The form is prepared in part by the expatriate, and then completed, signed and submitted by the consulate officer.
The form must still be “approved” before the certificate is issued.
Especially in light of FATCA and increased security worldwide, it is important for an expatriate to have this form for travel.
Typically, if stopped at the airport, the person believed to be a U.S. Citizen will be asked where they were born. If they say the U.S. and traveling on a non-U.S. passport, they will then be asked to provide the certificate.
Administrative Review of Loss of Nationality & DS-4083
As provided by the Department of State:
In accordance with 22 C.F.R. §50.51 and 7 Foreign Affairs Manual (FAM) 1230, the Department may in its discretion review determinations of loss of nationality upon request at any time after issuance or denial of the Certificate of Loss of Nationality (CLN) to ensure consistency with governing law.

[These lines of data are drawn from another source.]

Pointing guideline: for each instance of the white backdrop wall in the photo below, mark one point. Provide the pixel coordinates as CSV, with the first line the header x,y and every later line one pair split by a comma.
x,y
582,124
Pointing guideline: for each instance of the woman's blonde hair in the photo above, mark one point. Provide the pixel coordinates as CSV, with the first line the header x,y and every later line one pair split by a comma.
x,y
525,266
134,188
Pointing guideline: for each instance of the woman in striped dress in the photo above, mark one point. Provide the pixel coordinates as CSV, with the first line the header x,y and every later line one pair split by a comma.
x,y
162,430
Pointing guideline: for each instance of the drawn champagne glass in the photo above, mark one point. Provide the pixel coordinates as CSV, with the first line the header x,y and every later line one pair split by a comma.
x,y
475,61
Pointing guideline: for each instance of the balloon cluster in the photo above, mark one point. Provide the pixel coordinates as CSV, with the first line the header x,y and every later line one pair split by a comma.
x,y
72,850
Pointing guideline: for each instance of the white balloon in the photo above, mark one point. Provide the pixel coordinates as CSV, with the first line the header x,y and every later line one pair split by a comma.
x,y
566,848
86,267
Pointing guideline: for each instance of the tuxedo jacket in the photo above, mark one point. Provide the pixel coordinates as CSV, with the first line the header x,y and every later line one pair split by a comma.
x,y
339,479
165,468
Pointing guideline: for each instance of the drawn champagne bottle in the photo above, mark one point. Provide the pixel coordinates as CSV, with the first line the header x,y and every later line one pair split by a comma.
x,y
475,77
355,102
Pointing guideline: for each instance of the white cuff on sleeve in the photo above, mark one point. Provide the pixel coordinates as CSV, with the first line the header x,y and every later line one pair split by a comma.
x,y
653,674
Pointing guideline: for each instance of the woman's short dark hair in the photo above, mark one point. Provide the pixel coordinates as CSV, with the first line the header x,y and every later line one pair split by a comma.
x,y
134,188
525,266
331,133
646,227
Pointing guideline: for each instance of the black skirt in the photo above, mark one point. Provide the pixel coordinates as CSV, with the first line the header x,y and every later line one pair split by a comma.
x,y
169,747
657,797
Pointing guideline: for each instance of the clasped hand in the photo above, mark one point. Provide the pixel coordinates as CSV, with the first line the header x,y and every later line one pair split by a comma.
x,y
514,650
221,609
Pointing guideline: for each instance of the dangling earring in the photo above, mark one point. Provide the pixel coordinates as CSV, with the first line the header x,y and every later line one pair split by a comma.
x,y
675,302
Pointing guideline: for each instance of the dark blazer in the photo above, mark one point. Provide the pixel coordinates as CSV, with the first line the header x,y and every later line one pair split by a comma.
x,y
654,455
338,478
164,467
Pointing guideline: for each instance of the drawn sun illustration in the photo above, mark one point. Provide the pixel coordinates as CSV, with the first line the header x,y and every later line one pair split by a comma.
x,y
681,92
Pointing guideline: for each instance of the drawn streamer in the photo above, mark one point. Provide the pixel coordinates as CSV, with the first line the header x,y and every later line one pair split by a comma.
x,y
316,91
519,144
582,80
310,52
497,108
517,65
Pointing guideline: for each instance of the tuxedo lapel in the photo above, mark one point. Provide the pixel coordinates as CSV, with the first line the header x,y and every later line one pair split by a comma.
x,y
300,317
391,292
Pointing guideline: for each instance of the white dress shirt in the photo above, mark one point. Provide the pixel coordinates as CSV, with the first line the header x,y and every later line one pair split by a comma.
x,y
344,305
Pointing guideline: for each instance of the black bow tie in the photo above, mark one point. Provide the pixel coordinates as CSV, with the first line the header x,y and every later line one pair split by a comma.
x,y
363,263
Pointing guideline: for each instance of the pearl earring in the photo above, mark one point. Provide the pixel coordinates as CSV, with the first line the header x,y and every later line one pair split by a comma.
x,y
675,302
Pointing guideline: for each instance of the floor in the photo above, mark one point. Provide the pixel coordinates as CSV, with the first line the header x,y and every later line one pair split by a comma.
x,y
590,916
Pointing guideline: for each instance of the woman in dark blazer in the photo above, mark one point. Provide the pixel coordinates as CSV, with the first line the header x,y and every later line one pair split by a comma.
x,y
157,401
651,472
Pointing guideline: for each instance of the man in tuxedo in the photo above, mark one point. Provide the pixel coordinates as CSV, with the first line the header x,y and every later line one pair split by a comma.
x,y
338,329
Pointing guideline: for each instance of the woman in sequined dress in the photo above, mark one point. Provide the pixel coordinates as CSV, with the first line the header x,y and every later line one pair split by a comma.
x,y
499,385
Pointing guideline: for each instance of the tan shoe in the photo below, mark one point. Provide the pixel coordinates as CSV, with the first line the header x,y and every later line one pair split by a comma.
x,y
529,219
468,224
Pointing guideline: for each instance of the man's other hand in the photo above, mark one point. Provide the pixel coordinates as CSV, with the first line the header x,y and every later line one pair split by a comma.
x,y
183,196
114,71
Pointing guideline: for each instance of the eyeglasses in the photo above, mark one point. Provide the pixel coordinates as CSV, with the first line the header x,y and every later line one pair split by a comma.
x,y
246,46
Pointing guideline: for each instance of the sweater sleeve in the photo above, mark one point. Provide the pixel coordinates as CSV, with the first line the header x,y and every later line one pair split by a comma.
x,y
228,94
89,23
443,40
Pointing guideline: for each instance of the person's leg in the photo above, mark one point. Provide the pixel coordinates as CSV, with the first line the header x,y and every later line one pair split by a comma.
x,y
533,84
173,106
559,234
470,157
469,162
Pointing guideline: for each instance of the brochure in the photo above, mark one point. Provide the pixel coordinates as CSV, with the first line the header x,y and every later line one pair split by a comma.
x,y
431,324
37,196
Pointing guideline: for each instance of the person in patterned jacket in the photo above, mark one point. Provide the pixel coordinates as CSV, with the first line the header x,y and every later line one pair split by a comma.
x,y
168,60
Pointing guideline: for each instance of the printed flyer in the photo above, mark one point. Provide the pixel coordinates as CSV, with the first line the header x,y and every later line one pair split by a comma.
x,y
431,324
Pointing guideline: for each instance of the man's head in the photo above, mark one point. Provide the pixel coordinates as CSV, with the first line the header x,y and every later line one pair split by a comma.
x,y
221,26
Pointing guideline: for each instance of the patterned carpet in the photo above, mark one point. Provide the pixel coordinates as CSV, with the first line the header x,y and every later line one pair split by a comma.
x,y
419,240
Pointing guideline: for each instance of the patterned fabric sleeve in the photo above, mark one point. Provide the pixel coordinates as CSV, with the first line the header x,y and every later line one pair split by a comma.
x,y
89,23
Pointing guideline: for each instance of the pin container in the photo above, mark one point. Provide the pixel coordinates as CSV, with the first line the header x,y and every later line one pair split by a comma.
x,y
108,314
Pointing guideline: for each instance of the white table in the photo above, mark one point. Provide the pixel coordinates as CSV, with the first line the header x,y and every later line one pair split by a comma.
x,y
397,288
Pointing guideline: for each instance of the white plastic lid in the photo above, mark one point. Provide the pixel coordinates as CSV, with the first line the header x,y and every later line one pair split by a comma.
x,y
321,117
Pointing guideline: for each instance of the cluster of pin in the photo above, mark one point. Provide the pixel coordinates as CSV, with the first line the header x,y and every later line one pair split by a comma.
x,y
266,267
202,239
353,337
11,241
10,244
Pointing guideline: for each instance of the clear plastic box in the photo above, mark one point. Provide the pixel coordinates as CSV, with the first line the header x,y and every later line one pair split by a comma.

The grounds upon which the Department will consider reversing a finding of loss of nationality and vacating a CLN are set forth at 22 C.F.R. §50.51(b). The most common scenario is one in which the person requesting review presents substantial new evidence, not previously considered, of either 1) involuntariness; or 2) lack of intent to relinquish U.S. citizenship, at the time of the potentially expatriating act. 22 C.F.R. §50.51(b) (4). Critically, consistent with 7 FAM 1236(d), “all such evidence must relate to the time when the potentially expatriating act was performed and not to a subsequent ‘change of heart.’”
Involuntariness may be demonstrated by evidence of duress, coercion, or undue influence to commit the potentially expatriating act. Lack of the requisite intent to relinquish U.S. citizenship may be demonstrated by evidence that the individual did not have the resolve or intention to lose U.S. citizenship or did not comprehend the consequences of loss, usually due to diminished mental capacity.
Immigration and Nationality Act (INA) § 349(b) states that any person who commits a potentially expatriating act “shall be presumed to have done so voluntarily, but such presumption may be rebutted upon a showing, by a preponderance of the evidence, that the act or acts committed or performed were not done voluntarily.” Accordingly, where the person seeking review claims lack of voluntariness, the Department examines whether the person has overcome the voluntariness presumption established by statute and demonstrated that it is more likely than not that the act was involuntary.
The grounds upon which the Department will consider reversing a denial of a CLN include the presentation of substantial new evidence, not previously considered, that a potentially expatriating act was voluntary and performed with the intent to relinquish U.S. nationality.
Notwithstanding the general guidance above, each case is reviewed upon its own particular facts and circumstances, and in view of the totality of the evidence in the case.
When the Department reverses a finding of loss of nationality, the person concerned “shall be considered not to have lost U.S. nationality as of the time the [potentially] expatriating act was committed, and the Certificate of Loss of Nationality shall be vacated.” 22 C.F.R. 50.51 (c); 7 FAM 1238. Put another way, vacating the loss of U.S. nationality dates back to the date of the potentially expatriating act. Similarly, when the Department overturns the denial of a CLN and a CLN is issued, expatriation is as of the date of the potentially expatriating act.
A person may initiate a reconsideration of a loss of nationality determination by submitting a request for Administrative Review, with justification and supporting documentation, to a U.S. embassy or consulate or by writing directly to:
Director, Office of Legal Affairs, Overseas Citizen Services
U.S. Department of State
CA/OCS/L, SA-17, 10th Floor
Washington, D.C. 20522-1707
Questions regarding the tax consequences of a loss of U.S. nationality or of a vacating of a CLN must be directed to the Internal Revenue Service.”